Груда продолжала вздыматься, горло хрипеть, а мать — ждать…
Генка не заплакал, не зарыдал, в нем тоже все вдруг заклокотало. В маленьком человеческом вулкане были страх, любовь и свирепость волчонка.
Страх был всюду: в бесконечной ночи, уходящей за все горизонты, страх ходил ветром по опустошенным улицам, остановился в домах лесной тишиной.
Голова Генки каталась по подушке. Тело извивалось. Он больно ударялся коленями в спину матери, ослепительные пятна плыли в его высохших ожесточенных глазах. Он бился с невидимым врагом, который обступил его со всех сторон, — с обреченностью. И только любовь еще знала слова.
— Я люблю тебя, дядя Коля… Я же люблю тебя… люблю!..
Это было неправдой или было неправдой еще вчера. Он не любил этого человека на раскладушке.

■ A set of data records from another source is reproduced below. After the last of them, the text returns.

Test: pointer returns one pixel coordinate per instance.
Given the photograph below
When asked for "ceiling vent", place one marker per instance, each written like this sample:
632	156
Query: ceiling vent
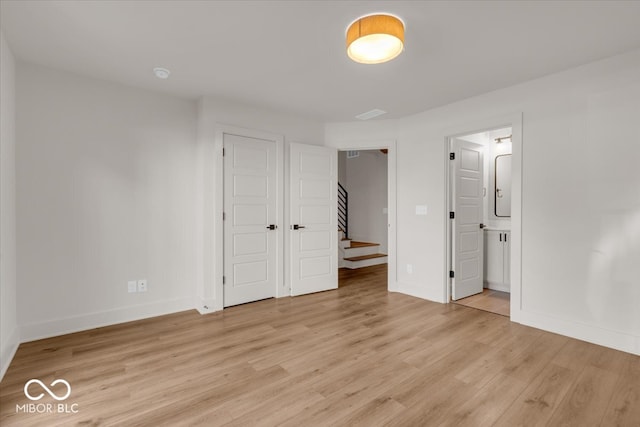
371	114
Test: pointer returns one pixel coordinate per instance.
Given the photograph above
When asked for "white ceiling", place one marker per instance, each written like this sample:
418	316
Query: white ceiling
290	56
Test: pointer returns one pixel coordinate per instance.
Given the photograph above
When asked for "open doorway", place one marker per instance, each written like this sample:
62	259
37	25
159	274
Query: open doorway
480	212
363	216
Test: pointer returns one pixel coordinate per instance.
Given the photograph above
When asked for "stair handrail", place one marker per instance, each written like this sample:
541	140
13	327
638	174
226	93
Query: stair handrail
343	210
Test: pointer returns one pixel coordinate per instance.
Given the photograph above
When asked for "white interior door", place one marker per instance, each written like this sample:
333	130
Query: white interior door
314	218
250	208
467	231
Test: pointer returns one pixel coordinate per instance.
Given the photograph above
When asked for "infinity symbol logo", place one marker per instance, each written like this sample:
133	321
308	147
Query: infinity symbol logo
52	394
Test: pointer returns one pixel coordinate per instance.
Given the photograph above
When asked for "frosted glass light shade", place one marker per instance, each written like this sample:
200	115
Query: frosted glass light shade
375	39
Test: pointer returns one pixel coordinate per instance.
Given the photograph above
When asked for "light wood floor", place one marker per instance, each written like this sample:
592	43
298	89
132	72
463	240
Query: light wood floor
354	356
489	300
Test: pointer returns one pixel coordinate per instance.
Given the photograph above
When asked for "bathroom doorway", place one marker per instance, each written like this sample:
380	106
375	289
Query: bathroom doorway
479	230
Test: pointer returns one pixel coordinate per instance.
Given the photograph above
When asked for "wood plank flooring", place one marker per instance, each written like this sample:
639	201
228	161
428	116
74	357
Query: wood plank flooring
355	356
489	300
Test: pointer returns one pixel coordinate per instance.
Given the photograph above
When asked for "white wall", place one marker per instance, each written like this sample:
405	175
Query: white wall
9	333
213	116
580	208
106	193
367	187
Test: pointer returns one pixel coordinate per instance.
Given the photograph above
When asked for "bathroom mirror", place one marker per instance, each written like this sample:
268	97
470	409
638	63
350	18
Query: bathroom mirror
503	186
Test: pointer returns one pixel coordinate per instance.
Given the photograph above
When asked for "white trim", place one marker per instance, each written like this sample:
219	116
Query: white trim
392	155
12	344
218	206
68	325
582	331
480	125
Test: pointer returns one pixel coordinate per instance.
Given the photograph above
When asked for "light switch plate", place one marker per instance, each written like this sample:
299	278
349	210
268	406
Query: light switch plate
132	286
421	209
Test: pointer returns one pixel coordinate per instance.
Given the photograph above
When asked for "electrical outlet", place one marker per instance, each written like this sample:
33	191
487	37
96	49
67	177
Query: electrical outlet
132	286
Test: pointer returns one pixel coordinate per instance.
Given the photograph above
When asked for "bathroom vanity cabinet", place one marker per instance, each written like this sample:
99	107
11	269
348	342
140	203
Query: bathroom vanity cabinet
497	259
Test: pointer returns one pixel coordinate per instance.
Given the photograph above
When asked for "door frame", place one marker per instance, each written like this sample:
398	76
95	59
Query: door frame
390	145
483	125
218	208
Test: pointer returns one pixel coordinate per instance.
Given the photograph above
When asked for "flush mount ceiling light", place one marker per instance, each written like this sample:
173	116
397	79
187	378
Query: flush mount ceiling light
375	39
161	73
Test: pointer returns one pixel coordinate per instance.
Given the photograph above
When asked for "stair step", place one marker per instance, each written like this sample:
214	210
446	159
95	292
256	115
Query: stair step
355	244
364	257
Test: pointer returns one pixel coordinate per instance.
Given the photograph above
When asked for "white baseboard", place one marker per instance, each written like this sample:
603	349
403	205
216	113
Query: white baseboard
9	351
584	332
502	287
67	325
206	306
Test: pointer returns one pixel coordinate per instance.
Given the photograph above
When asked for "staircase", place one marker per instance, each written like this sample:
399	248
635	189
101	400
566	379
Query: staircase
354	254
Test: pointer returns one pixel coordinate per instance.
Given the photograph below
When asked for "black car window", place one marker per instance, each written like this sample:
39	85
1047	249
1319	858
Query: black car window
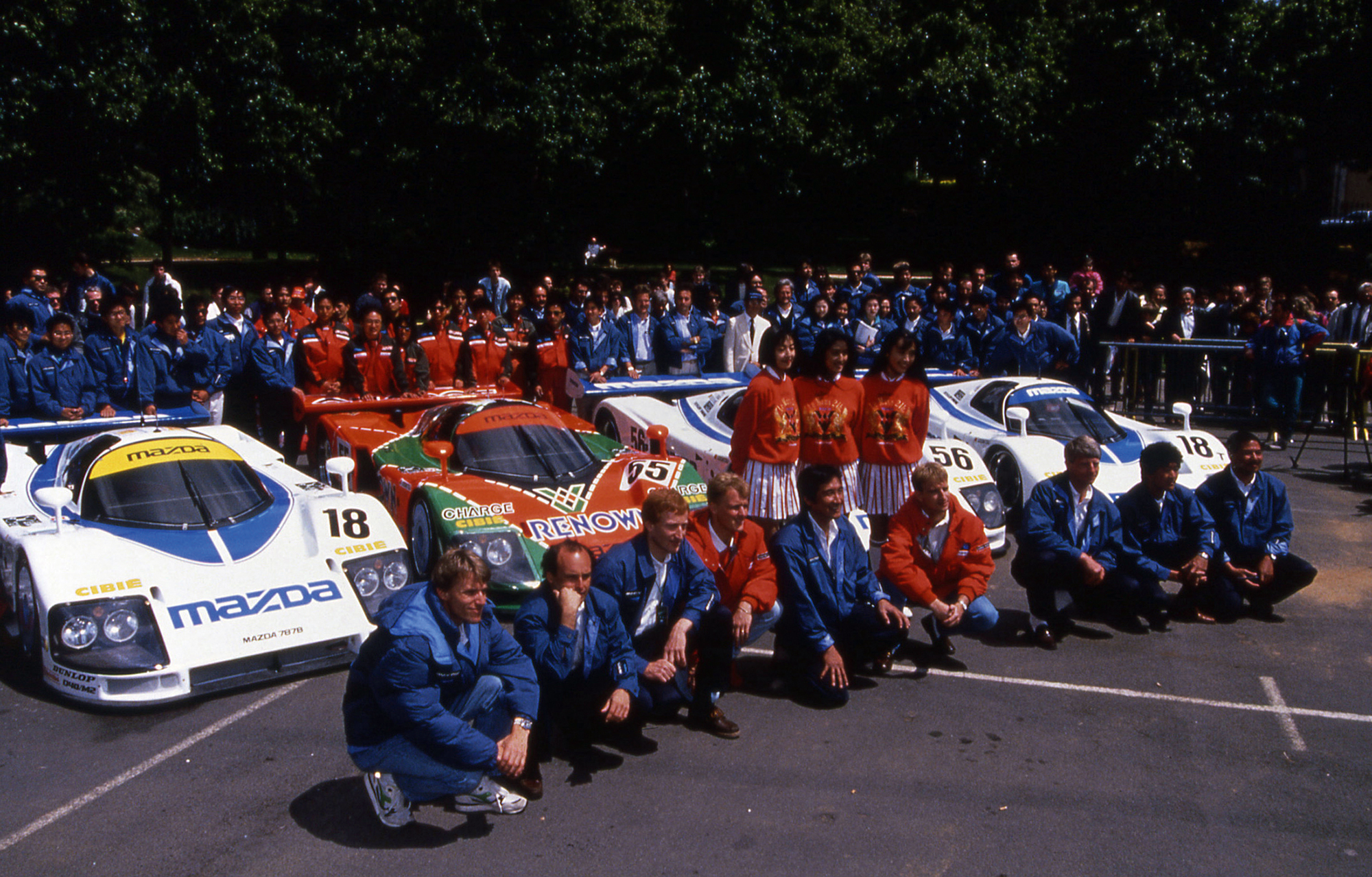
991	399
523	453
183	495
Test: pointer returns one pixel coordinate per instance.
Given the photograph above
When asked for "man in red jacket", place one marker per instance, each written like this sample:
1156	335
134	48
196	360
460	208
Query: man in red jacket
736	551
939	557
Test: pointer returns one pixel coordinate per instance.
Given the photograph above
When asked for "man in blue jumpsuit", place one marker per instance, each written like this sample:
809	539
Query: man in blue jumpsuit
838	616
588	671
1171	531
669	602
1072	544
1253	518
441	698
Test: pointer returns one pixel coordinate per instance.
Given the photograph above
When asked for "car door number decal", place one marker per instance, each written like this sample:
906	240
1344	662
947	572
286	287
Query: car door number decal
355	524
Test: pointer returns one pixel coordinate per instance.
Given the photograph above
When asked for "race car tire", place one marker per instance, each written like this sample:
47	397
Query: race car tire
1005	472
27	612
607	427
425	547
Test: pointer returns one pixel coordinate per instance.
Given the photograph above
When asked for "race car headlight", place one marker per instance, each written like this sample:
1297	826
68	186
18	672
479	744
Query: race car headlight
396	576
504	551
987	503
499	551
377	577
121	625
367	580
80	632
108	636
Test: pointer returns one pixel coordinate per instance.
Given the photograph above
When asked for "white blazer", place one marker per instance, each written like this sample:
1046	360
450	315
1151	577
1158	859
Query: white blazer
742	346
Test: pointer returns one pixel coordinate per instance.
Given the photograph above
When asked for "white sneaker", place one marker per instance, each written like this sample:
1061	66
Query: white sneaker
490	797
392	808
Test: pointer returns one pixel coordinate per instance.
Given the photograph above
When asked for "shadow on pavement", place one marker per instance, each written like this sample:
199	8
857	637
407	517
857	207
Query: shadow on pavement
338	812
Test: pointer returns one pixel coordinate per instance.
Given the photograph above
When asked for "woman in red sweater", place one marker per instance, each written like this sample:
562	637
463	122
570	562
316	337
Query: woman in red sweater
766	439
831	406
895	422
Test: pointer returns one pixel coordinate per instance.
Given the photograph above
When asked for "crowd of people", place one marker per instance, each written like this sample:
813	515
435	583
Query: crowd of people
444	706
385	341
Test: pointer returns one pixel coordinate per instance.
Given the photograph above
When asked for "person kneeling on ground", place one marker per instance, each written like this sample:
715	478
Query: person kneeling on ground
938	555
1253	518
588	672
669	603
838	616
441	699
1072	543
1171	531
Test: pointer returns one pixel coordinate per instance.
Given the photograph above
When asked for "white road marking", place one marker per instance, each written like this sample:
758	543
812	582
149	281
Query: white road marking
1270	686
143	768
1123	693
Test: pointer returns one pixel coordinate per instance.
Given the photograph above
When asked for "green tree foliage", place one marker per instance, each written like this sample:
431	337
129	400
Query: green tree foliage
425	132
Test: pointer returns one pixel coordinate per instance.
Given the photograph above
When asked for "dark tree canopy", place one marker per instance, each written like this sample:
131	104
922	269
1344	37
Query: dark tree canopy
429	130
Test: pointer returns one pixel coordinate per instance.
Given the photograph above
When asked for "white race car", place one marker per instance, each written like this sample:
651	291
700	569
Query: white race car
183	562
700	428
1020	425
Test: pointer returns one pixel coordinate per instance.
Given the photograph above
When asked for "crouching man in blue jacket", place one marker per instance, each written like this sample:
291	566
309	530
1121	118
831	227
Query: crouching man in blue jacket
1072	543
588	671
838	616
441	699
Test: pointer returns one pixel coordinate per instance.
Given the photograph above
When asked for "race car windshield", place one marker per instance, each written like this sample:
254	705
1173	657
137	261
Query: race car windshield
1065	418
530	453
182	495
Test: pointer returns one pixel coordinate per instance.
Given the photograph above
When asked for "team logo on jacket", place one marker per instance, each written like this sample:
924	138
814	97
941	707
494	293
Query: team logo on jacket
890	420
788	424
825	422
569	499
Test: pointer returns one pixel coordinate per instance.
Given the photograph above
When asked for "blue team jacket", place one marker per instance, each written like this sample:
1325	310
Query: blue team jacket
549	645
412	668
112	363
953	352
626	573
175	365
817	595
1167	539
1048	524
604	351
16	399
62	381
1249	528
1034	355
672	341
272	363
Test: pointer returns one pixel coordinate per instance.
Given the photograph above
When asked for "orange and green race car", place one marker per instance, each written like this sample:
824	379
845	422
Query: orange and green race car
508	479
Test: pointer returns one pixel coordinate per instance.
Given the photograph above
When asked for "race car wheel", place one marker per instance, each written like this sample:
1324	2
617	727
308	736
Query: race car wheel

Он не любил его слабых рук, щетину на щеке, не пробритой из-за экземы. И как он обнимал мать. Он отказался носить брюки, который дядя Коля купил ему. Он не любил его еще за то, что отец Генки был уже убит, а этот человек — жив, каждую воздушную тревогу предусмотрительно спускается по лестнице вниз и там терпеливо дожидается окончания налета.
Генка продолжал презирать отчима и тогда, когда он ослабел и перестал ходить на завод. И потом, когда тот начал мочиться в постель, уже не понимая, когда требуется горшок. И голос его виноватый: «Прости, Варвара, кажется я…» В накинутом на голову одеяле отчим часами стоял на коленях над горшком, старательный и интеллигентный.
Сейчас Генка любил его открыто и мужественно. Стоял босыми ногами на ледяном паркете, прикрывал локтем глаза и оплакивал мужчину, который мог осветить смыслом со всех сторон обступившую тьму. Он оплакивал мать, которая уже не могла любить…
Отчим утих. Мать проговорила:
— Нет теперь у нас дяди Коли…
Проскрипела дверь, Прасковья Евгеньевна встала на пороге.
Генка замер. Весь сопротивляясь чему-то, сжался. Но мать дяди Коли не нарушила того, что можно было нарушить. Дошла до сына. Что-то поправила, что-то проговорила ему треснувшим шепотом на ухо.
Генка понял, что и Прасковья Евгеньевна тоже приняла укор.
— Никогда, — сказала у дверей, — не будет у вас, Варвара, такого…
Мать плакала. Генку трясло от холода и слабости.
Дверь снова проскрипела. Шлепанцы прошаркали — и оставили тишину.
ГОСТЬ ОТТУДА
Себя видит в зеркале шкафа: вдавленная в подушку голова. Глаза опухли.
Генка похож на старого Бетховена.
Запустил пальцы в композиторские космы и вынул пук белобрысых волос — цинга.
Репродуктор молчит. У холодной печки обломки кресла. На раскладушке отчим. Кажется, он продолжает жить, только иначе — беззвучно и незаметно.